Sadece öğretmenler mi, bazı görgüsüz, unu-tuzu kuru, kendi çocuğunu diğerlerinin önüne geçirme telaşı taşıyan veliler de var. Bazen de onlar atılıyor ortaya “hocam çocuklarımız iyi hazırlansın, şu kitapları da alalım, bunu da yapalım, bu fiyat nedir ki diye atarlanıyor.” Bu defa da öğretmen canına minnet veliye uyuyor.
Eğitimde dahi kapitalist egoları bir türlü aşamıyoruz. Aşılacak gibi de gözükmüyor. Devlet ek kitap alımını yasaklasa bu defa da biraz önce tasvir ettiğimiz velilerin “çocuklarımızın geleceği ile oynuyorsunuz” ithamı ile karşı karşıya kalacak.

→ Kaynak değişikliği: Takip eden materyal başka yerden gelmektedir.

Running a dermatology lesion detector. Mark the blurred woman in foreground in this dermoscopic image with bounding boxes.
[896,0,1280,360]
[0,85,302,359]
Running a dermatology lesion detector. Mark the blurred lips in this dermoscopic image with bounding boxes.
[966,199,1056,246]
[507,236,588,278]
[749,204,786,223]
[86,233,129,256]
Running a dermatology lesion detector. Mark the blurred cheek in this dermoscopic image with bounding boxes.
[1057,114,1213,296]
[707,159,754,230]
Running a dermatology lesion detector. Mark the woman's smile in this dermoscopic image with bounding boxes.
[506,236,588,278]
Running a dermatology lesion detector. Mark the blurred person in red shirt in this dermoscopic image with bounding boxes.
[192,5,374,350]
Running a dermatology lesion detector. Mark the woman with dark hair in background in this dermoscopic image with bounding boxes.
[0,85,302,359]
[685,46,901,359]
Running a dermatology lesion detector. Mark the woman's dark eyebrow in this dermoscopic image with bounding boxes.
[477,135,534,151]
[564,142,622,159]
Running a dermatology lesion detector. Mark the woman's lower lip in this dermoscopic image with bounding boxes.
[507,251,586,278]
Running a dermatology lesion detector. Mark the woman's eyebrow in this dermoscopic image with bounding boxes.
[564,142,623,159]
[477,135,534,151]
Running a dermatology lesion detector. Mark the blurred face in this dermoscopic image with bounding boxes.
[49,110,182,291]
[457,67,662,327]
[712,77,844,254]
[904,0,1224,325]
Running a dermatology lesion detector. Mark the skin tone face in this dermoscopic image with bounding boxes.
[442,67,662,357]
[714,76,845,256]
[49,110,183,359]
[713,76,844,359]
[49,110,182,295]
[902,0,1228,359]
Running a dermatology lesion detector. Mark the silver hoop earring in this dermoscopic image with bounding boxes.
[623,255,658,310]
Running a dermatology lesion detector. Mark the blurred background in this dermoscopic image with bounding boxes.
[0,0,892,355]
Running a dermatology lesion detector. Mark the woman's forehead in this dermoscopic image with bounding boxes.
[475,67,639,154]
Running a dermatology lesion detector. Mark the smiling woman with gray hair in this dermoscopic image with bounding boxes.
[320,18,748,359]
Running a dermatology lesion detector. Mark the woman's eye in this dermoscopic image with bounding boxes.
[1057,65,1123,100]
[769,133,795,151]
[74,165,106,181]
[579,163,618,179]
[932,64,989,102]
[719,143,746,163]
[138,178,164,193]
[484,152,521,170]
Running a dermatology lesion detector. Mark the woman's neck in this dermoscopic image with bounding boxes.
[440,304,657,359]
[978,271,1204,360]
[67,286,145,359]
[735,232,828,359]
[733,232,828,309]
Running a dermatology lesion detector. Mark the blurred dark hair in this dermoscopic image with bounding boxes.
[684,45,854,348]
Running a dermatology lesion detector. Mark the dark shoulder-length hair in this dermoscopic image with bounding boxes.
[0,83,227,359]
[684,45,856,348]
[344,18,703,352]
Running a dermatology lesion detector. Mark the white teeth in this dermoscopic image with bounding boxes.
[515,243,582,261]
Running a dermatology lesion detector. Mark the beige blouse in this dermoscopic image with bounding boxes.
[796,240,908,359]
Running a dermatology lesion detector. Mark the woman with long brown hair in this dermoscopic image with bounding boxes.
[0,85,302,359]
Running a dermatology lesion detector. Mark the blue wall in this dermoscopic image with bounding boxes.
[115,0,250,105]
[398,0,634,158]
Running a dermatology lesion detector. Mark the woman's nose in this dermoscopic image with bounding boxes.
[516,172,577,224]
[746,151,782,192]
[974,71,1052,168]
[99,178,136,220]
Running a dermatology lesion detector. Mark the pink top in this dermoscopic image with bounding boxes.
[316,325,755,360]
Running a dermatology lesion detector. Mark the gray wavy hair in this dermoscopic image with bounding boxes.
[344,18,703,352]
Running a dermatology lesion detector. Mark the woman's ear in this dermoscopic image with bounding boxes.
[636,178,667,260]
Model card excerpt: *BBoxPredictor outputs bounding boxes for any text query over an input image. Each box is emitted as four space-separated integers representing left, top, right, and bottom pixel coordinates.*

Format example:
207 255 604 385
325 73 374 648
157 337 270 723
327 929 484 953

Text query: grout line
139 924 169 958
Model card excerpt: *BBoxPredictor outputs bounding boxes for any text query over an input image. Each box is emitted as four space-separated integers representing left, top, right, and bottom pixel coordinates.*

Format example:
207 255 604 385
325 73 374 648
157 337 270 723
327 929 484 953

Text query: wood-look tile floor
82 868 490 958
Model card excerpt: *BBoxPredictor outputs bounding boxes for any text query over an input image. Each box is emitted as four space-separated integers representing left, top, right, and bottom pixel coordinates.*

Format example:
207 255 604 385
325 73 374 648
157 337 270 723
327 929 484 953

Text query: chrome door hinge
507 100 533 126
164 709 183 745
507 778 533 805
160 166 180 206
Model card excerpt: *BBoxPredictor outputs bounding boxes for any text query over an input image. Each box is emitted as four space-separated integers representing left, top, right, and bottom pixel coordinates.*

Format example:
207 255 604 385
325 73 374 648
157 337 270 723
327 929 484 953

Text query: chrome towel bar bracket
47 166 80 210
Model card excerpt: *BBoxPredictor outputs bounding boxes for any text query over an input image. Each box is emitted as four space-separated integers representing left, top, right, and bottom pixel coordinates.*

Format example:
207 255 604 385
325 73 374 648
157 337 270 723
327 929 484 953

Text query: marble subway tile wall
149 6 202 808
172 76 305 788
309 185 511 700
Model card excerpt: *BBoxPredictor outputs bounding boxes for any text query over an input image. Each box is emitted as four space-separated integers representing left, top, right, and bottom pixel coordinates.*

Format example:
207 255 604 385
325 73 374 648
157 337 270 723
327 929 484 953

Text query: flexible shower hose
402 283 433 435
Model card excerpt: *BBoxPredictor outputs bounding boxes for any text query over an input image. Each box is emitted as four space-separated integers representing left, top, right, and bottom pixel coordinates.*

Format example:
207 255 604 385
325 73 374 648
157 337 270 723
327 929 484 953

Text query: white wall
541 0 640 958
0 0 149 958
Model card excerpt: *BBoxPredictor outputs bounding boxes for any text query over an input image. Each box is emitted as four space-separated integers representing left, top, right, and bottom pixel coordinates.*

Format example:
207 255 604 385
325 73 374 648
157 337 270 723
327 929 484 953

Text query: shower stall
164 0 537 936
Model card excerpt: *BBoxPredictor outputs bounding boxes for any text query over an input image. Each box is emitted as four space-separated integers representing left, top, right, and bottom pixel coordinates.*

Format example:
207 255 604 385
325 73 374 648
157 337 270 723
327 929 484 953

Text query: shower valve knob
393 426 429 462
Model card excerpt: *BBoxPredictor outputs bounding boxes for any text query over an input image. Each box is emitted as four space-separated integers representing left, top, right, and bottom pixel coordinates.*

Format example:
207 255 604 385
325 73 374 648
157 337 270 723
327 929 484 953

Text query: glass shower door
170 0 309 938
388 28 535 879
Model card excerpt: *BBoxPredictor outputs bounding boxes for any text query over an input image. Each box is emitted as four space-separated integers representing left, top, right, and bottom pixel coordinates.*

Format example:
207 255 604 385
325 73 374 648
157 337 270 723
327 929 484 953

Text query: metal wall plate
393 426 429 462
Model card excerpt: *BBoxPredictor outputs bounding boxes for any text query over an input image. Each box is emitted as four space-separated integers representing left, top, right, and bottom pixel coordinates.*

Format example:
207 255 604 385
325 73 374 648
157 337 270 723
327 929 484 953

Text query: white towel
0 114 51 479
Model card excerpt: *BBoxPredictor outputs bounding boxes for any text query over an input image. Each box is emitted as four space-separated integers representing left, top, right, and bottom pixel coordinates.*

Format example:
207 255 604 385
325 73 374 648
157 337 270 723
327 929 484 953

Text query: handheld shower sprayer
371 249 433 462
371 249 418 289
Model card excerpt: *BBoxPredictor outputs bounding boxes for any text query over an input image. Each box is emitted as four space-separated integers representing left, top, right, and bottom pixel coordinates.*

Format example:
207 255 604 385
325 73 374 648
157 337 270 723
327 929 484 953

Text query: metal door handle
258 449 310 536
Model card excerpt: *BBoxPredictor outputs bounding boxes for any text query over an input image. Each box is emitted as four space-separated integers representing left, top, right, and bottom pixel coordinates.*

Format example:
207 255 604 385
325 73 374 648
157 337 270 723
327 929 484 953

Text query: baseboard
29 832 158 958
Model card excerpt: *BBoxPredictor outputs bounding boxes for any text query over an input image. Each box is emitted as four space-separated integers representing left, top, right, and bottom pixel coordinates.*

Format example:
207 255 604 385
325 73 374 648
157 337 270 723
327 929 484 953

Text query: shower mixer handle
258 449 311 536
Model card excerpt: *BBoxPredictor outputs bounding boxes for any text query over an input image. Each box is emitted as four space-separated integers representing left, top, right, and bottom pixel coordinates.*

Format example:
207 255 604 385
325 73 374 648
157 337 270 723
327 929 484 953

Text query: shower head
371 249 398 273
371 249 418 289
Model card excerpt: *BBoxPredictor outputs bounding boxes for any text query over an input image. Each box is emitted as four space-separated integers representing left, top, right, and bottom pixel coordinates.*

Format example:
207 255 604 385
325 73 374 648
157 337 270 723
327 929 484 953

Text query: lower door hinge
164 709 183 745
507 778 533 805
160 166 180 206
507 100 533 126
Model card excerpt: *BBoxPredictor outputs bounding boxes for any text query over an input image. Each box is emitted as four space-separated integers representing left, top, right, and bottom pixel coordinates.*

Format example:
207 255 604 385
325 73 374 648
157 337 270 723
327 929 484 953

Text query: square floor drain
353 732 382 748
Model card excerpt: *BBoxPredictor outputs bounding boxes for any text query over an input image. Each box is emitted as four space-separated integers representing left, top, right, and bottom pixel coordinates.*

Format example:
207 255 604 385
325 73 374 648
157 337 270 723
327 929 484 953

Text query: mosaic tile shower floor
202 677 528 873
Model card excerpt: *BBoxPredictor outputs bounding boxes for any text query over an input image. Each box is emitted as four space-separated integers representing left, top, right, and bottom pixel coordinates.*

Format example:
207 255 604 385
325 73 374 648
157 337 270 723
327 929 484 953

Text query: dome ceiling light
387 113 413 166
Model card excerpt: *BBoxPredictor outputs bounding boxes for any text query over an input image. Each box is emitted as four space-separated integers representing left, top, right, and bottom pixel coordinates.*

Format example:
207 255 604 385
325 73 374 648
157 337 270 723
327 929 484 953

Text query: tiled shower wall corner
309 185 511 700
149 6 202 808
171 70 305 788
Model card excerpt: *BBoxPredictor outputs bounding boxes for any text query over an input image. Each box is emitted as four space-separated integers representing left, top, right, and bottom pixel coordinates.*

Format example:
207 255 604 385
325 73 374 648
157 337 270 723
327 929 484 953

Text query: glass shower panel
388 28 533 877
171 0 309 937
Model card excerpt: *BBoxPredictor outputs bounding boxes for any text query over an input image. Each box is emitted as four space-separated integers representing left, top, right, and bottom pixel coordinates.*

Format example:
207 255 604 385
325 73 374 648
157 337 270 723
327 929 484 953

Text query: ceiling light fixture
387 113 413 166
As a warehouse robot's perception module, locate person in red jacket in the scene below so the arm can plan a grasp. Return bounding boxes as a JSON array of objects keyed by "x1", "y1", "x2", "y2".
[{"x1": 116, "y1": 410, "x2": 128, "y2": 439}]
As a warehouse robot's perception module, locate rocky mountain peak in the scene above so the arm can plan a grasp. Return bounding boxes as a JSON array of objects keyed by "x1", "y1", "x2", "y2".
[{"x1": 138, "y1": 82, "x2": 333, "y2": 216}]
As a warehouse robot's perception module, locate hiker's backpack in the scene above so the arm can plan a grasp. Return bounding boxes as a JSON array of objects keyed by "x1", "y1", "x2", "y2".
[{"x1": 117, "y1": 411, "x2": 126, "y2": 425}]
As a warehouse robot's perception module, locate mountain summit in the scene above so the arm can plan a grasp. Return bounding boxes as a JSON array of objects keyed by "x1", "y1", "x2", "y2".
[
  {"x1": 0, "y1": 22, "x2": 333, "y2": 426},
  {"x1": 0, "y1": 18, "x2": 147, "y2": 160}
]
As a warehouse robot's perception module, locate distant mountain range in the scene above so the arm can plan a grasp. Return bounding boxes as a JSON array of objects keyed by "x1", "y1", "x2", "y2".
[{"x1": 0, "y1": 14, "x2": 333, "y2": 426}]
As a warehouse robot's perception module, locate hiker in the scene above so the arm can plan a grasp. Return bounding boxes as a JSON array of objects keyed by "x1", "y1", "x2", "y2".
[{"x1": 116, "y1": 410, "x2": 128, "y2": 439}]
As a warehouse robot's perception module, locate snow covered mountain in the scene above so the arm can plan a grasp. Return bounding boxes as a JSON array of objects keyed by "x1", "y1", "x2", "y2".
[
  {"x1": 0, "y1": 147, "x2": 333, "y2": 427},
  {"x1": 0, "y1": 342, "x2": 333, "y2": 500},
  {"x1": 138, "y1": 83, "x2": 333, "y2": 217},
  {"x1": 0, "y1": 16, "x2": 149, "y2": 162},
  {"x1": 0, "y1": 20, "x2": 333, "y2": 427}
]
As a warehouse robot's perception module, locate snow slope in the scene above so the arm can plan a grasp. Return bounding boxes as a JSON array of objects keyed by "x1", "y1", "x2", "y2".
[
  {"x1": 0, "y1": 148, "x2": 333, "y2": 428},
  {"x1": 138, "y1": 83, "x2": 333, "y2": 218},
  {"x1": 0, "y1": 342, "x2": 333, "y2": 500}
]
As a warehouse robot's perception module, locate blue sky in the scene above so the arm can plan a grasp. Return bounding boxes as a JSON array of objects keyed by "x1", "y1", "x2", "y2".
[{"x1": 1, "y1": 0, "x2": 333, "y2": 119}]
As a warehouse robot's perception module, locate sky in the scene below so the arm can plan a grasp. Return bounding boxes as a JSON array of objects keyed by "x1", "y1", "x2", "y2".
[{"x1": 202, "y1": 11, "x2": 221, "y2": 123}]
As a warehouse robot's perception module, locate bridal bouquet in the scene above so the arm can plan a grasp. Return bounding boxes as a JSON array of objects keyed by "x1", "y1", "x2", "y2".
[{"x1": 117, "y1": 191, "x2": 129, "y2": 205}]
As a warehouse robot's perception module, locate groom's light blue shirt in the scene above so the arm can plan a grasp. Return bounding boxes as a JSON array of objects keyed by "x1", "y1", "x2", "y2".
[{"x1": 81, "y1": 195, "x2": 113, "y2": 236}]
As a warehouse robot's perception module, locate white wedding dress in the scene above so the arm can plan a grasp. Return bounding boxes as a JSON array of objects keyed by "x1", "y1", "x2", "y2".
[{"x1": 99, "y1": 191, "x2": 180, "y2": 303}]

Haliyle bunu da kimse göze alamaz. Hal böyle olduğu için naçizane benim Milli Eğitim Bakanlığı’na bir tavsiyem var. Gelecek yıldan itibaren bedava kitap dağıtmaktan vaz geçin. Kitap yerine defterleri bedava dağıtın. Nasılsa her şekilde kitapları para ile alıyoruz.